Add option to use "cordon" instead of "drain" for k3s upgrades

kube-hetzner / terraform-hcloud-kube-hetzner

Optimized and Maintenance-free Kubernetes on Hetzner Cloud in one command!

MIT License

2.41k stars 372 forks source link

Add option to use "cordon" instead of "drain" for k3s upgrades #1438

Closed jr-dimedis closed 3 months ago

jr-dimedis commented 3 months ago

This PR adds a new variable system_upgrade_use_drain (default true), which represents the current default behaviour to advise system-upgrade-controller to drain nodes before performing a k3s upgrade.

When set to false the agent plan will be configured to cordon nodes during upgrades, which prevents that new pods are scheduled but keeps all existing pods running on that node.

This may be useful if you have pods which are known to start slowly, e.g. because they have to mount volumes with many files which require to get the right security context applied.

Nothing has changed for the server plan, which uses cordon anyway.
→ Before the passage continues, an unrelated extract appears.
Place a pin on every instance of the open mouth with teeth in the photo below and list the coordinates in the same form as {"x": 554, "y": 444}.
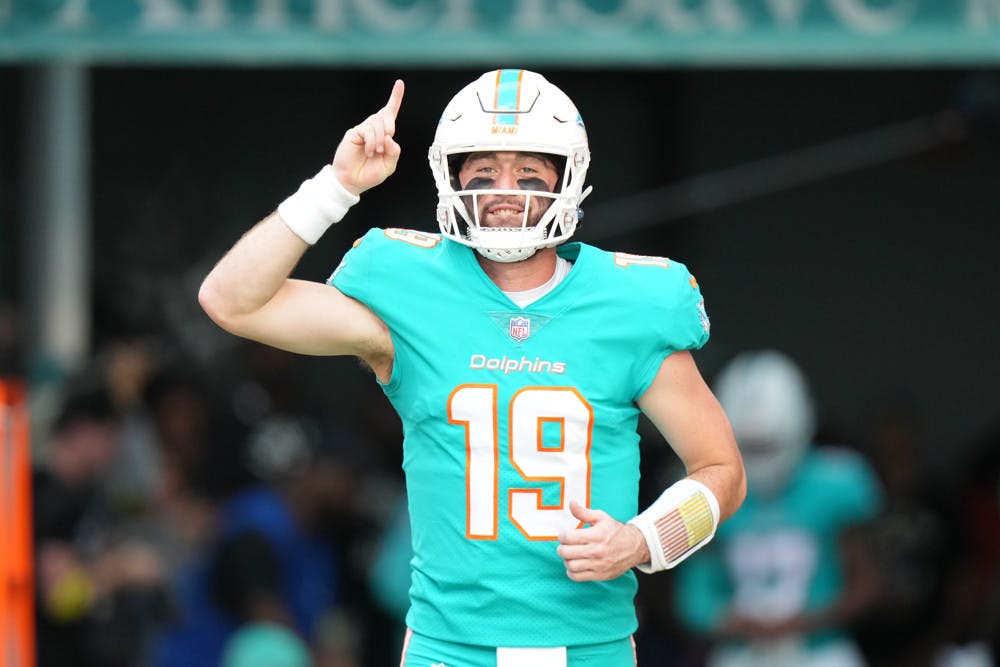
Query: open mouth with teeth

jr-dimedis commented 3 months ago

@mysticaltech Sorry, I messed up this PR a bit. It's actually one commit, but I pushed it on my master by accident, then reverted it but created the branch again on my new master, which of course had the original and the reverted commit (very clever of mine...). Feel free to squash this on merge (if you accept my change).

jhass commented 3 months ago

How do you apply this to an existing cluster? Looks like there's a missing trigger on the kustomization resource?
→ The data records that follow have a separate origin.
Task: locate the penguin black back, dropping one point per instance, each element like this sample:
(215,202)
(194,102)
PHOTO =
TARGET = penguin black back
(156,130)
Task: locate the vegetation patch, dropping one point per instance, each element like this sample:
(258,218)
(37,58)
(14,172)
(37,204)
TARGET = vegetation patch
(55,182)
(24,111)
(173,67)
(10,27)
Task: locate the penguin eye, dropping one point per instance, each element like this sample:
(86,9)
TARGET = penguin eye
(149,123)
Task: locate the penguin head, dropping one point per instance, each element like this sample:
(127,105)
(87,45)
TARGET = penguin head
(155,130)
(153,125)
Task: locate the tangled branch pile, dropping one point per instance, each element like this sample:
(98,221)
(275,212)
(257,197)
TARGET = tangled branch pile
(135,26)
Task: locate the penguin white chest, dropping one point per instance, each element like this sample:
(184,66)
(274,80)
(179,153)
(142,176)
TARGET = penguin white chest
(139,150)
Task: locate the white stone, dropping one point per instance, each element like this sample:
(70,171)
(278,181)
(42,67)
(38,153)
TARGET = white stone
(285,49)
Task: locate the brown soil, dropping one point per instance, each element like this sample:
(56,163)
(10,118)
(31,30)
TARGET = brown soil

mysticaltech commented 3 months ago

@jhass Yes, it's probably missing triggers. However to apply, just kubectl get the system upgrade controller plans, use kubectl get crds | grep plan to find the exact name. And output it to yaml, edit it the same way that this PR does in the diff and reapply. If you have access to chatgpt or claude.ai it can help you do this in less than five minutes.

jhass commented 3 months ago

I'm aware I can do it manually. That's however not the point of using Terraform to me :)
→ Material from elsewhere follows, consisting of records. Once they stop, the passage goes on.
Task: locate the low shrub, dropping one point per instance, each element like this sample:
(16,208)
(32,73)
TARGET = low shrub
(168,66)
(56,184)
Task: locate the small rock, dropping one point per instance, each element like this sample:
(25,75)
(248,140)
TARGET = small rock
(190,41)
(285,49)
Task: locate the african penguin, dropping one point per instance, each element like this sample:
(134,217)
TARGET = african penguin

jr-dimedis commented 3 months ago

@jhass

I am with you that it would be great, if such changes would apply automatically to existing clusters. But I have to admit, that I do not have a clue how to accomplish that. The way manifests are applied (by copying them to a CP node and import them there) is not really straight forward for me ;). Although I probably understand why this is necessary: overcoming the chicken / egg problem of kubernetes provider configuration, when creating a new cluster.

@mysticaltech

Do you have any advice for me how to add such a trigger? I'll be happy to provide a PR for that. BTW: thanks for merging this one :)

jhass commented 3 months ago

Probably this resource needs to be split into the steps that are really for init-only and the ones that can be re-applied. Then the triggers map for the update-able one need to either include all the template parameters, or using terraform_data instead of the deprecated null_resource, extracting the rendered template into a local and passing it through its input argument into the provisioner (via self).